Heather Lennox, an attorney for Hostess, told a court in White Plains, New York, that Hostess was also in advanced discussions with a number of parties for the remainder of its snack business, which includes Twinkies, according to a spokesman for Hostess.
Lennox also told the court that Hostess expects to file an agreement for the other brands in the near term, according to the spokesman, Thomas Becker.
It was not immediately clear who the agreements would be with, but private equity firm C. Dean Metropoulos said earlier this week that it was working on a deal for some Hostess brands.
“We continue to be very engaged in the bidding process,” Daren Metropoulos, a principal at the firm, which also owns Pabst Brewing Co, confirmed in an email. “We are working to get a deal done.”
Sources familiar with the situation have said that Metropoulos is working with Apollo Global Management. Apollo declined to comment on Friday. Metropoulos was not immediately available.
Hostess shut down its baking business and is liquidating assets after a strike by its baker’s union crippled the 82-year-old company.
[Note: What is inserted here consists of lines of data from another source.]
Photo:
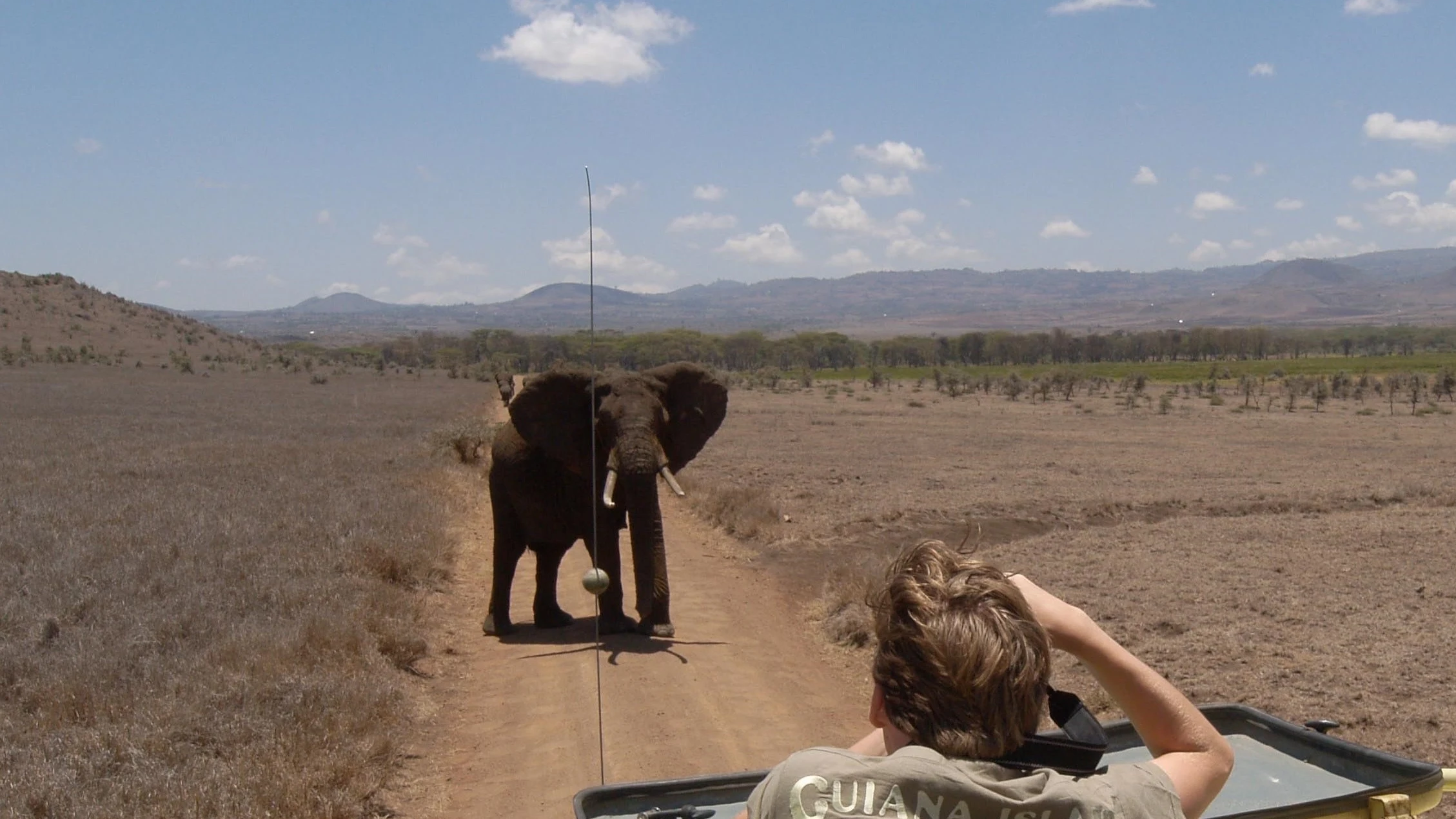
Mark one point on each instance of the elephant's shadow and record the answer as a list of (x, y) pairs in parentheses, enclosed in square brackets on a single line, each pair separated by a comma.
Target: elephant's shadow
[(582, 636)]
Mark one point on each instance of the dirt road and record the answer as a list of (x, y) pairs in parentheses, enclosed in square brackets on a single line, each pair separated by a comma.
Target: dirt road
[(515, 725)]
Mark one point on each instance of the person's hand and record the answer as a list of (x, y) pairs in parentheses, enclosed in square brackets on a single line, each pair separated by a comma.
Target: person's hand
[(1068, 627)]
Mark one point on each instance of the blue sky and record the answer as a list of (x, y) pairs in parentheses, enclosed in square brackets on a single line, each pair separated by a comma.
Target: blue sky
[(252, 155)]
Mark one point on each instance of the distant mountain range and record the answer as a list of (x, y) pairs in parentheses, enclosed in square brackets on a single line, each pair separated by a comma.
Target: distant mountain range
[(1384, 288)]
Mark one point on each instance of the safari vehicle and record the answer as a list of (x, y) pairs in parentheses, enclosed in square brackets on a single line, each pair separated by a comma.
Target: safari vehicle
[(1282, 771)]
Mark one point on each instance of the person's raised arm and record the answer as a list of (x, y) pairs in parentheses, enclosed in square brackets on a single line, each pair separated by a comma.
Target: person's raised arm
[(1183, 742)]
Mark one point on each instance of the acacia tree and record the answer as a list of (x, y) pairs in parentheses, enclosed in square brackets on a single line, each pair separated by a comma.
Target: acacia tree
[(1319, 393), (1415, 384), (1392, 385), (1445, 384), (1246, 386)]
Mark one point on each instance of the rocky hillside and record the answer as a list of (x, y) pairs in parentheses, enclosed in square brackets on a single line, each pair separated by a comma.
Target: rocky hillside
[(1382, 288), (55, 318)]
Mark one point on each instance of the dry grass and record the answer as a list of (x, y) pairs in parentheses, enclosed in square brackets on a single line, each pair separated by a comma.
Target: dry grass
[(212, 587), (1296, 562)]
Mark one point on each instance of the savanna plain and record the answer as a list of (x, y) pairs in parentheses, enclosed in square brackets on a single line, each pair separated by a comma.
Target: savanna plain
[(1294, 558), (221, 593)]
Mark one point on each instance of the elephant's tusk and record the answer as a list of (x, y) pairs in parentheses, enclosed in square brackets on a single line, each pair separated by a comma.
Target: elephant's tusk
[(672, 481), (609, 489)]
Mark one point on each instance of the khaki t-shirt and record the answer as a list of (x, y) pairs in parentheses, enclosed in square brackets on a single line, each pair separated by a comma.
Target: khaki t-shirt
[(919, 783)]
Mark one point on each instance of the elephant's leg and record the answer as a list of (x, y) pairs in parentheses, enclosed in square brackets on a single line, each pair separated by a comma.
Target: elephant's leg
[(506, 553), (612, 620), (548, 563)]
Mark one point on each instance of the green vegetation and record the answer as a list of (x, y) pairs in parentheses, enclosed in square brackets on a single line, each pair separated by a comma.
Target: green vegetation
[(1164, 355)]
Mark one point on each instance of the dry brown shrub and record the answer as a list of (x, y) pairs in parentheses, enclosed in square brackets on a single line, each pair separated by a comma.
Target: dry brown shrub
[(212, 589), (467, 438), (744, 512)]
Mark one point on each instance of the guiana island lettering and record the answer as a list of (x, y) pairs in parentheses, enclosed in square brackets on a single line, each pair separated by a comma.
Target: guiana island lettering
[(813, 798)]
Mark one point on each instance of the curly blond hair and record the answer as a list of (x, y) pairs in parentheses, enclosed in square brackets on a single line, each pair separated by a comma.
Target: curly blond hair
[(961, 660)]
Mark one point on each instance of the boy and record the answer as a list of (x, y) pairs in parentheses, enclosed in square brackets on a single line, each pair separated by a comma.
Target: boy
[(961, 676)]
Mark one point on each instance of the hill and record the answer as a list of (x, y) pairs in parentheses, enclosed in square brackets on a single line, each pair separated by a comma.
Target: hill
[(55, 318), (1364, 289)]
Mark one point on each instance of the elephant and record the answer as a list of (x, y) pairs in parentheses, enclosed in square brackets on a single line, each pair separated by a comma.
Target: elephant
[(506, 382), (647, 424)]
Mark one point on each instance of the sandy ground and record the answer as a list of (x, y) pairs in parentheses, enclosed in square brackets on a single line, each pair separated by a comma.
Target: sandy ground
[(511, 725)]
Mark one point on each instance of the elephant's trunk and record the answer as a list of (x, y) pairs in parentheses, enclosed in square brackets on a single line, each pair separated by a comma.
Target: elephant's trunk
[(612, 480), (666, 473), (648, 554)]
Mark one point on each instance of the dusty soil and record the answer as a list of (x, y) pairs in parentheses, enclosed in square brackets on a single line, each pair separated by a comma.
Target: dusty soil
[(1296, 562)]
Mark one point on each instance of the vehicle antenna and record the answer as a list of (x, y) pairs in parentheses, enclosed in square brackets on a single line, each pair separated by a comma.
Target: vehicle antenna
[(596, 585)]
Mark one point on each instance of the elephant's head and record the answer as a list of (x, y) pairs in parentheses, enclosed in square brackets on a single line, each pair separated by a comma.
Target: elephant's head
[(647, 424), (506, 384)]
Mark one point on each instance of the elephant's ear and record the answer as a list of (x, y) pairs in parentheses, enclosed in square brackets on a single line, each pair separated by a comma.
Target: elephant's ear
[(555, 413), (696, 402)]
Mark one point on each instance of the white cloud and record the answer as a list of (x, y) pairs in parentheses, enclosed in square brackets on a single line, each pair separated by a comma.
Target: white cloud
[(631, 273), (1318, 247), (708, 193), (578, 46), (1394, 178), (703, 222), (477, 296), (1426, 133), (1063, 229), (894, 155), (238, 260), (771, 244), (820, 142), (852, 259), (409, 260), (391, 235), (1212, 201), (1078, 6), (1208, 251), (603, 199), (876, 186), (838, 213), (1404, 210), (941, 251), (1372, 8), (845, 217)]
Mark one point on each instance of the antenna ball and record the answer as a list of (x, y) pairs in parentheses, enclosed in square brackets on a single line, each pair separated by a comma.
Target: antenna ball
[(596, 580)]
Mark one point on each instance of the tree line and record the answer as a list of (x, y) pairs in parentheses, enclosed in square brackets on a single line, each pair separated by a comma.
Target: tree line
[(753, 350)]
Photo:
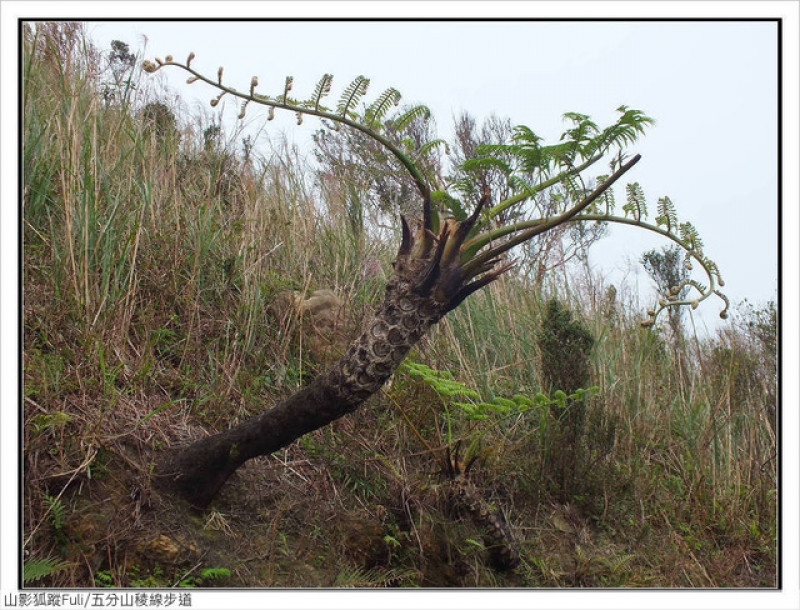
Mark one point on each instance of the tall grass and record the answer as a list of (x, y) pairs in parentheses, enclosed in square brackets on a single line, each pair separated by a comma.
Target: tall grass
[(151, 260)]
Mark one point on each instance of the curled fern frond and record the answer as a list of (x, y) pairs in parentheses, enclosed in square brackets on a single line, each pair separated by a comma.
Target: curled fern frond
[(691, 237), (666, 214), (378, 109), (409, 116), (636, 205), (322, 89), (352, 94)]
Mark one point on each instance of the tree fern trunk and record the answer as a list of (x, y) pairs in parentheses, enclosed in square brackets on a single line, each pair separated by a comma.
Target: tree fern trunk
[(198, 472), (428, 281)]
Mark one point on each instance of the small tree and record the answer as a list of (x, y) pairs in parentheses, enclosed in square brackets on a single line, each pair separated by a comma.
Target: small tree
[(440, 261), (564, 345)]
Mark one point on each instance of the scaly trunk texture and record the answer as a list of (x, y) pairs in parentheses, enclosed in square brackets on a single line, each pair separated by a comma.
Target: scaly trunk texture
[(428, 281), (497, 538)]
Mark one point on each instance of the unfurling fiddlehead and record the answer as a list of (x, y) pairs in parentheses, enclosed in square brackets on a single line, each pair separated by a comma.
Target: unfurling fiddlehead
[(497, 535)]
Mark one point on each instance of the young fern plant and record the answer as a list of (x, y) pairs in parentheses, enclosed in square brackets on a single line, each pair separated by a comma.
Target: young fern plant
[(438, 264)]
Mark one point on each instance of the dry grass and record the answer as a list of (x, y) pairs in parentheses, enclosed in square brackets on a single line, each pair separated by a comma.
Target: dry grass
[(150, 265)]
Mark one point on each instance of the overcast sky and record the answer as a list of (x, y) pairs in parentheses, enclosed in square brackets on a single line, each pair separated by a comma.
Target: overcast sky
[(711, 86)]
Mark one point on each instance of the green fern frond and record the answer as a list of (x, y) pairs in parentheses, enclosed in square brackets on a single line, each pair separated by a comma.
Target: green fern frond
[(358, 577), (585, 129), (624, 132), (409, 116), (636, 205), (36, 569), (691, 237), (286, 88), (322, 89), (666, 214), (424, 150), (215, 573), (378, 109), (352, 94)]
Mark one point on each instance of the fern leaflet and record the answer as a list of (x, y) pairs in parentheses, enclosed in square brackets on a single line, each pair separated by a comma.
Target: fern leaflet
[(352, 94)]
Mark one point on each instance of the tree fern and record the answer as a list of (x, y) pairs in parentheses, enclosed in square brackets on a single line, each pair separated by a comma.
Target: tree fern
[(376, 111), (636, 205), (691, 237), (322, 89), (351, 95), (409, 116), (667, 216)]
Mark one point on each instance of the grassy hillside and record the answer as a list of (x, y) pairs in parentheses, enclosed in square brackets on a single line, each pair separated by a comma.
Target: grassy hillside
[(164, 267)]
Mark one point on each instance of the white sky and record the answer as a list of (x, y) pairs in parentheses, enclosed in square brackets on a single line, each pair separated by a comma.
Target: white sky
[(711, 86)]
The sale of its assets, which range from Wonder Bread and Ding Dongs to baking equipment and real estate, is being run by bankers at Perella Weinberg, who have said they expected to pick initial bidders, or “stalking horses,” for various assets this month.
According to so-called stalking horse deals, the bidders set a baseline bid to acquire some of the bankrupt company’s assets, and are often entitled to a breakup fee if another buyer trumps the offer later.
Earlier this month, Hostess chose Flowers Foods to start the bidding at $390 million for its bread brands including Wonder, Butternut, Home Pride, Merita and Nature’s Pride brands.
The case is In re: Hostess Brands Inc et al, U.S. Bankruptcy Court, Southern District of New York, No. 12-22052.